Wer einen Vertrag abschließt, sollte auch dazu stehen. Da aber das Ganze ausufert und längst nicht klar ist, ob tatsächlich überhaupt eine Zahlungsverpflichtung besteht, nehme ich Abstand davon, jmd. einfach so zur Zahlung zu raten oder eben doch. In einem parallelen Thread habe ich dazu analog was geschrieben:





Reducal schrieb:


> Hast du dich aber tatsächlich angemeldet, dann musst du selbst zu sehen, wie du den Schmarrn wieder los wirst. Öffentlich werden sich die ratsamen "Re" hier in Grenzen halten. Generell kann ich dazu aber erwähnen, dass die ........ mit samt ihrem Inkasso ein zahnloser Tiger ist.


----------



## Krangh (11 Mai 2007)

*AW: Frage zu Testabos (von div. Erotikseiten)*

Ja ich weiß schon wie Du das meinst, das verstehe ich auch. Ist nur so dass man als nicht so juristisch begabter Mensch gern die Hilfe von denen sucht die sich besser auskennen als man selbst.
Und Du warst schon in einem anderen Thread damals (der mit Herr S.B. aus Bayern) sehr hilfreich.


----------



## Jenesis (28 Mai 2007)

*AW: Frage zu Testabos (von div. Erotikseiten)*

hi zusamm,
bin neu hier un hoff das mir jemand antwortet. hab voll das riesenproblem-->hab letztens post bekommen von A.W.T, also dieser anwaltskanzlei da. des war schon der zweite brief in der sache, der erste kam direkt von novonet.  es ging alles damit los, dass mir 7,95 abgebucht wurden, par wochen später nochmal 50 oder so in der drehe.hab ich alles zurückbuchen lassen. die behaupten ich hätte mich bei pinkypussy.net angemeldet und solle jetzt zahlen da die sonst das auch gerichtlich eintreiben wollen. inzwischen sind es 104 euro,wegen den anwaltskosten und so.ich hab mich nie irgendwo angemeldet, aber die ham meine ip-adresse un meine e-mail-adresse mit der ich angeblich die anmeldung bestätigte hätte. und wie gesagt mein name und anschrift stimmt auch alles. hab die briefe alle ignorriert, was soll ich eurer meinung nach tun. hab mich nicht bei solchen zeug angemeldet. un die schreiben halt das sie als beweis die ip-adresse sowie die e-mail adresse vorzuweisen haben.
helft mir mal........

cio


----------



## Aka-Aka (28 Mai 2007)

*AW: Frage zu Testabos (von div. Erotikseiten)*



Jenesis schrieb:


> ich hab mich nie irgendwo angemeldet, aber die ham meine ip-adresse un meine e-mail-adresse mit der ich angeblich die anmeldung bestätigte hätte. und wie gesagt mein name und anschrift stimmt auch alles.

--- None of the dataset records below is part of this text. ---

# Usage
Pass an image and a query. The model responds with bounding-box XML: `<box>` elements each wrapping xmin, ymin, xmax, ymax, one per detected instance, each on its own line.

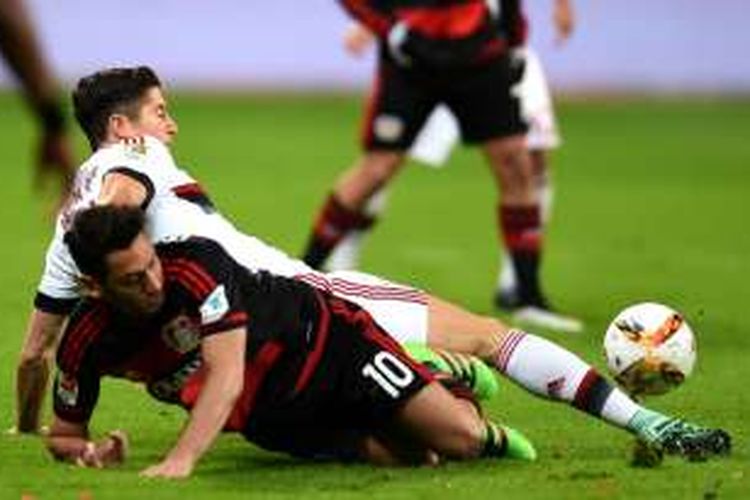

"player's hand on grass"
<box><xmin>76</xmin><ymin>430</ymin><xmax>129</xmax><ymax>469</ymax></box>
<box><xmin>5</xmin><ymin>425</ymin><xmax>49</xmax><ymax>436</ymax></box>
<box><xmin>141</xmin><ymin>457</ymin><xmax>193</xmax><ymax>479</ymax></box>
<box><xmin>344</xmin><ymin>23</ymin><xmax>375</xmax><ymax>57</ymax></box>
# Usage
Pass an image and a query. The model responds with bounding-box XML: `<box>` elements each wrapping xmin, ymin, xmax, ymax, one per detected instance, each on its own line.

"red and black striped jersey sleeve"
<box><xmin>52</xmin><ymin>301</ymin><xmax>109</xmax><ymax>422</ymax></box>
<box><xmin>339</xmin><ymin>0</ymin><xmax>396</xmax><ymax>38</ymax></box>
<box><xmin>157</xmin><ymin>238</ymin><xmax>248</xmax><ymax>336</ymax></box>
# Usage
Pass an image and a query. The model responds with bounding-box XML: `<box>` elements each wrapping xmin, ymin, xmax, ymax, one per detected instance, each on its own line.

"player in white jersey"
<box><xmin>326</xmin><ymin>0</ymin><xmax>582</xmax><ymax>331</ymax></box>
<box><xmin>11</xmin><ymin>67</ymin><xmax>729</xmax><ymax>468</ymax></box>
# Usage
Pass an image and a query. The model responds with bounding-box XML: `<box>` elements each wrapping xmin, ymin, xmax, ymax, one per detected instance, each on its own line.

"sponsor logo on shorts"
<box><xmin>373</xmin><ymin>115</ymin><xmax>404</xmax><ymax>142</ymax></box>
<box><xmin>161</xmin><ymin>315</ymin><xmax>201</xmax><ymax>354</ymax></box>
<box><xmin>200</xmin><ymin>285</ymin><xmax>229</xmax><ymax>325</ymax></box>
<box><xmin>57</xmin><ymin>373</ymin><xmax>78</xmax><ymax>406</ymax></box>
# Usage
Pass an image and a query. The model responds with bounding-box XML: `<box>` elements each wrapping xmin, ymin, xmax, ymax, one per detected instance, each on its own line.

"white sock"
<box><xmin>493</xmin><ymin>330</ymin><xmax>651</xmax><ymax>431</ymax></box>
<box><xmin>326</xmin><ymin>188</ymin><xmax>388</xmax><ymax>271</ymax></box>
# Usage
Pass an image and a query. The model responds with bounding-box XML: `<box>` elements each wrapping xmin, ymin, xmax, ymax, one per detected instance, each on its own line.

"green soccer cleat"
<box><xmin>404</xmin><ymin>344</ymin><xmax>499</xmax><ymax>401</ymax></box>
<box><xmin>637</xmin><ymin>416</ymin><xmax>732</xmax><ymax>462</ymax></box>
<box><xmin>481</xmin><ymin>420</ymin><xmax>537</xmax><ymax>462</ymax></box>
<box><xmin>500</xmin><ymin>425</ymin><xmax>536</xmax><ymax>462</ymax></box>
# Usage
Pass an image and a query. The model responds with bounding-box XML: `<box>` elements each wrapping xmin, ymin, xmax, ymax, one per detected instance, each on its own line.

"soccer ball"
<box><xmin>604</xmin><ymin>302</ymin><xmax>695</xmax><ymax>396</ymax></box>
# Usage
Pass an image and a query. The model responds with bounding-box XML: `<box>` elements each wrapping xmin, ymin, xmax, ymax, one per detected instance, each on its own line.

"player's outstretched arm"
<box><xmin>0</xmin><ymin>0</ymin><xmax>74</xmax><ymax>191</ymax></box>
<box><xmin>16</xmin><ymin>309</ymin><xmax>65</xmax><ymax>433</ymax></box>
<box><xmin>47</xmin><ymin>417</ymin><xmax>128</xmax><ymax>469</ymax></box>
<box><xmin>141</xmin><ymin>328</ymin><xmax>247</xmax><ymax>478</ymax></box>
<box><xmin>96</xmin><ymin>172</ymin><xmax>148</xmax><ymax>207</ymax></box>
<box><xmin>552</xmin><ymin>0</ymin><xmax>576</xmax><ymax>44</ymax></box>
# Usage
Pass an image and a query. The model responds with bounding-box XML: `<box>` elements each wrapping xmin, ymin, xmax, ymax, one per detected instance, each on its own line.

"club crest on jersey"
<box><xmin>161</xmin><ymin>315</ymin><xmax>201</xmax><ymax>354</ymax></box>
<box><xmin>57</xmin><ymin>373</ymin><xmax>78</xmax><ymax>406</ymax></box>
<box><xmin>373</xmin><ymin>115</ymin><xmax>404</xmax><ymax>142</ymax></box>
<box><xmin>125</xmin><ymin>137</ymin><xmax>146</xmax><ymax>160</ymax></box>
<box><xmin>200</xmin><ymin>285</ymin><xmax>229</xmax><ymax>325</ymax></box>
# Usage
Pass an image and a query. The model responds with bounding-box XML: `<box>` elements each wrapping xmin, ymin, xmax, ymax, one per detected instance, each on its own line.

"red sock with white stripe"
<box><xmin>302</xmin><ymin>193</ymin><xmax>374</xmax><ymax>269</ymax></box>
<box><xmin>492</xmin><ymin>330</ymin><xmax>645</xmax><ymax>430</ymax></box>
<box><xmin>497</xmin><ymin>204</ymin><xmax>544</xmax><ymax>306</ymax></box>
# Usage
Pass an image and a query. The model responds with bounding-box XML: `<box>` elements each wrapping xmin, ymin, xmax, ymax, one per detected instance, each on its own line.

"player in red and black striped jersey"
<box><xmin>48</xmin><ymin>206</ymin><xmax>535</xmax><ymax>477</ymax></box>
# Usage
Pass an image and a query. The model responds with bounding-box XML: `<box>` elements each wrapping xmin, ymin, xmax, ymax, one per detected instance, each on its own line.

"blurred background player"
<box><xmin>304</xmin><ymin>0</ymin><xmax>581</xmax><ymax>331</ymax></box>
<box><xmin>0</xmin><ymin>0</ymin><xmax>74</xmax><ymax>197</ymax></box>
<box><xmin>326</xmin><ymin>0</ymin><xmax>575</xmax><ymax>320</ymax></box>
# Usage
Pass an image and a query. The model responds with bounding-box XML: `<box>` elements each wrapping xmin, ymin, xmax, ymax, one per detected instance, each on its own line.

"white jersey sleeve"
<box><xmin>35</xmin><ymin>137</ymin><xmax>310</xmax><ymax>313</ymax></box>
<box><xmin>34</xmin><ymin>137</ymin><xmax>195</xmax><ymax>313</ymax></box>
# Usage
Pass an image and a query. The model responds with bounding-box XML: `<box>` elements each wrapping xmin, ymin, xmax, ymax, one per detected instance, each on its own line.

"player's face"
<box><xmin>132</xmin><ymin>87</ymin><xmax>177</xmax><ymax>144</ymax></box>
<box><xmin>102</xmin><ymin>233</ymin><xmax>164</xmax><ymax>316</ymax></box>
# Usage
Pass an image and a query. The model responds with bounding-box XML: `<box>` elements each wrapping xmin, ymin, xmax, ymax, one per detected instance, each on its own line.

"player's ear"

Also IP-Adresse ist ein Beweis, der schmilzt weg wie Vanilla-Eis. E-Mail und Adresse kann man wohl auch kaufen. Da sich hier aber nicht gerade Massen von Betroffenen melden, ist wohl eher die Möglichkeit in Betracht zu ziehen, dass jemand Deine Daten missbräuchlich verwendet hat, um die niederländische Firma Novonet zu schaden. Na, dann muss die niederländische Firma halt versuchen, den Schuldigen zu finden. Du bist es ja Deiner Aussage nach nicht gewesen. Das zählt für Dich. Das hast Du aber hoffentlich längst mitgeteilt, oder?
Damit wäre Dein part erledigt. Gegenmeinungen?


----------